No harps ring in his heart, no rewards,
No passion for women, no worldly pleasures,
Nothing, only the oceans heave;
But longing wraps itself around him.
Orchards blossom, the towns bloom,
Fields grow lovely as the world springs fresh,
And all these admonish that willing mind
Leaping to journeys, always set
In thoughts traveling on a quickening tide.
So summer’s sentinel, the cuckoo, sings
In his murmuring voice, and our hearts mourn
As he urges. Who could understand,
In ignorant ease, what we others suffer
As the path of exile stretch endlessly on?

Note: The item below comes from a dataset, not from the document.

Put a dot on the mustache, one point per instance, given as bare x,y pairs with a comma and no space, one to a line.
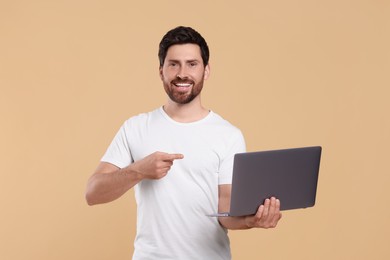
182,81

And yet my heart wanders away,
My soul roams with the sea, the whales’
Home, wandering to the wildest corners
Of the world, returning ravenous with desire,
Flying solitary, screaming, exciting me
To the open ocean, breaking oaths
On the curve of a wave.
Read the whole poem here.
April 15, 2008 at 3:28 am
[...] keeping with the sea theme of National Salty Poetry Month (see Miriam, Kevin, CR and Peter) I bring you the Gilbert and Sullivan’s “Better Far to Live and [...]
May 7, 2008 at 4:12 pm
Harps in the far heaven,
Calling your only name.
Violins, in your back yard,
Luring your worn out body to run outside;
Music vibrates your trees and your lands.
Rosaries as fiery as battlefields,
Bleed woe upon your auburn soil.
Your galaxy, sinking, deep,
Nothing, only the salty oceans heave,
But, look! The lonely air, also, rises.